CS2510: Project 2 - MiniGoogle Final Report

CS2510: Project 2 – MiniGoogle Final Report

Guanxiong Ding (gud7)

12/17/2013

General Workflow

Indexing workflow

client send the documents to minigoogle server
mingoogle server dispatch socket connections to worker by fork a process
worker lookup mappers and reducers
worker split the file and send to ma ppers
each mapper count word for its split
mapper partition the word count result and send to reducer
reducer aggregate the result and append to master index files

Querying workflow

client send keywords to minigoogle server
mingoogle server dispatch socket connections to worker by fork a process
worker lookup mappers and reducers
worker send each keyword to each mapper
each mapper get a set of document – occurrence pairs by the keyword
mapper send result set to reducer
reducer gather all sets from mappers and calculate the total occurrence
reducer sort the document by total occurrence and send back to client

Client

It is a program on local machine. It can be runned by user on command line along with parameters. client will first lookup the naming server to find the address of mini-google, then request for a socket connection and then send index/query request to it with connection and then waiting for response.

Mini-google

First it will create a socket and binding with the address and port number, then listen() in a infinite loop. When receiving a request from client, it create a new process regarding to request type (index/query) to handle the request. After that, server will keeping listening for other requests.

Worker

Worker is the critical part of the whole work. It holds the connection with client and send result back to client if all mappers and reducers have done their work. It will split the file by the number of available mapper it got from name server. After file splitted, it will send each split to each mapper by a set of parameters

split file name
document name
number of mappers // to let reducer know when to start reducing
address and ports of all reducers

and then waiting for their response by holding connection on multi-threads. If all mappers response work done, it will send message to client and close the connection.

Mapper helper

Before working, it will register on name server when start running, with it address, port and type, which is “mapper”.
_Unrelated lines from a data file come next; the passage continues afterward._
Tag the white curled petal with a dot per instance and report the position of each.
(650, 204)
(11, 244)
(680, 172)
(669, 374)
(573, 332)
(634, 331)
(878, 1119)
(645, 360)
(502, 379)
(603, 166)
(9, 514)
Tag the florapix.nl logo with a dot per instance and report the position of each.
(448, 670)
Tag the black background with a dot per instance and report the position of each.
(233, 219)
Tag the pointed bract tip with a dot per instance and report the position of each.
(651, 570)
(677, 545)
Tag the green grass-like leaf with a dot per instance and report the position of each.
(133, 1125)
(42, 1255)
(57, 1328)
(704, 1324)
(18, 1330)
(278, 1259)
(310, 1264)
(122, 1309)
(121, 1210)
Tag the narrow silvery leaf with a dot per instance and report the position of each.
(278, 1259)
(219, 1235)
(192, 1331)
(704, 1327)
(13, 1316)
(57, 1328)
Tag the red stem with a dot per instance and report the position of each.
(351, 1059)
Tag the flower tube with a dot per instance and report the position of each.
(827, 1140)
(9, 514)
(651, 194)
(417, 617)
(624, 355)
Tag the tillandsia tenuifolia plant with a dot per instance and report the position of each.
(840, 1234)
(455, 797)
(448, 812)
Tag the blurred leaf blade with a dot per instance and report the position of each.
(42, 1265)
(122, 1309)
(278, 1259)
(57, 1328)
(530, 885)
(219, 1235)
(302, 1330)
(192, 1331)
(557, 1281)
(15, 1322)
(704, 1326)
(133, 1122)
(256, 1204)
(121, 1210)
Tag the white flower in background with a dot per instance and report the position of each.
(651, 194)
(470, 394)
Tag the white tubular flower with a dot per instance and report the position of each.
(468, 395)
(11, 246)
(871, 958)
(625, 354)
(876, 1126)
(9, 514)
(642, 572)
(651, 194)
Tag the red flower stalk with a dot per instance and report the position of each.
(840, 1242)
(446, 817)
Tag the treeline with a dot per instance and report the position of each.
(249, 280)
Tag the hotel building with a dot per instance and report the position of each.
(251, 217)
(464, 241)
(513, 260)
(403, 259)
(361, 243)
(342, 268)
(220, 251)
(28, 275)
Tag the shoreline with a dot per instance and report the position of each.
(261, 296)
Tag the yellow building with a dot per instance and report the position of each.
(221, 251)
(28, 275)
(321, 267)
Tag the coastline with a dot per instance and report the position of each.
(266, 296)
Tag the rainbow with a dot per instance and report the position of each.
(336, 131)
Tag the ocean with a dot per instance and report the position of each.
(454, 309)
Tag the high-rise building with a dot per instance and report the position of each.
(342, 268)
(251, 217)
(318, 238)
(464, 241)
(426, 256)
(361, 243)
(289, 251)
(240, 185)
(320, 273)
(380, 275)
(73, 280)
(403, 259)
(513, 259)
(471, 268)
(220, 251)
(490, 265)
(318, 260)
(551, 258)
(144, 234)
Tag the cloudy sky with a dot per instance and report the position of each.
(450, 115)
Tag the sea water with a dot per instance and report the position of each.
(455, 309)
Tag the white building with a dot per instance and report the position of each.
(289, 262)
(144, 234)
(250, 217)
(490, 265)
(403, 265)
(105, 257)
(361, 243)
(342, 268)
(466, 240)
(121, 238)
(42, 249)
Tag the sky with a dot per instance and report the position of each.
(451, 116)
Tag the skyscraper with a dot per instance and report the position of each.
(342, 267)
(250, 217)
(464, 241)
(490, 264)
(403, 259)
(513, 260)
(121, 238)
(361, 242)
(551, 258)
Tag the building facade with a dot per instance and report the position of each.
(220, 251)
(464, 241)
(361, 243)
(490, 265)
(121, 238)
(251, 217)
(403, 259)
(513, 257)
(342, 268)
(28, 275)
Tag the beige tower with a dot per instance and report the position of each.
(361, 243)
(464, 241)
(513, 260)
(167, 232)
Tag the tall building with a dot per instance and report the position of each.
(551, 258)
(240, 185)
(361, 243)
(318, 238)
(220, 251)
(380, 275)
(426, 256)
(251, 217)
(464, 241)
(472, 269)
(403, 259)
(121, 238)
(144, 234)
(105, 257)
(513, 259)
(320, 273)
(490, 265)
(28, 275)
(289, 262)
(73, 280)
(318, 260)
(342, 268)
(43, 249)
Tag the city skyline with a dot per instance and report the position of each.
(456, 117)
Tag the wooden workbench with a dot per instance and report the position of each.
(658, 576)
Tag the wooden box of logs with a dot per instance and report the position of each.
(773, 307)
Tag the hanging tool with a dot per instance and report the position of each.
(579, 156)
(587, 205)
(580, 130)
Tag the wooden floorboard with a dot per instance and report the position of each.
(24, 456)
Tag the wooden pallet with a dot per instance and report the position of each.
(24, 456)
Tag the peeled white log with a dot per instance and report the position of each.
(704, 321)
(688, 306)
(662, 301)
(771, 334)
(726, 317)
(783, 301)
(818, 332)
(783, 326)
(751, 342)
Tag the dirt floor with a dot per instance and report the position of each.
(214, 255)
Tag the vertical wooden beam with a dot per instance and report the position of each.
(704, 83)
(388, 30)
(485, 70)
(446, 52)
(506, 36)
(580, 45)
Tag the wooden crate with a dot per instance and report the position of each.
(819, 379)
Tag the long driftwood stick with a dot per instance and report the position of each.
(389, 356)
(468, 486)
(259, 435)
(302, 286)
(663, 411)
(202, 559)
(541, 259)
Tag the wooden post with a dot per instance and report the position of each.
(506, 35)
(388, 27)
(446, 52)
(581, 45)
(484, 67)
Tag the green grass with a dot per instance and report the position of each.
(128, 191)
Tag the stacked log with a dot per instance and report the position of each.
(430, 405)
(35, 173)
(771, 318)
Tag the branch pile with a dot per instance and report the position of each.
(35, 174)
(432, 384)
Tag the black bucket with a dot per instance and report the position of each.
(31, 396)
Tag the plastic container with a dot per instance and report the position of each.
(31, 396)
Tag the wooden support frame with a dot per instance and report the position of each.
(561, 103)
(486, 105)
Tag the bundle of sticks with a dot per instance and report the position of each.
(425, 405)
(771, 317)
Mapper first do the word counting and combining on it splits by shell script using tr, sed, awk, uniq, sort. and then do partition on the map result, by the number of reducers. It do partition not by lines, but by alphabetic. Meaning if number of reducers is 2, result will be partition to two files, one with terms from [a-m], one with terms from [n-z], which refers to the step of shuffle. Then sent each partition to each reducer and waiting for their response by holding connection on multi-threads. If all reducers response work done, it will send message to worker and close the connection.

Reducer helper

Before working, it will register on name server when start running, with it address, port and type, which is “reducer”.

Reducer first get the number of mappers. By this number, it will know how many mapper it have to wait. After it received all data from mapper, it will start to aggregate the mapper by shell script with awk. Then it will start 5 thread to merge result to master index. When all thread done their job. Reducer will send message back to mapper that its work done.

Name Server

Naming server establish sockets and keep waiting for connection. It support two type of request,register and request. Register will store address, port, server type. Lookup will will send back a set of address, port and server type by server type and number. For example, get 5 mappers, or get 3 reducers.

Master index

In this project, name index is separated alphabetically in 26 files for each letter. The advantage is that they could be better paralleled in indexing and querying with less concern on blocking issues.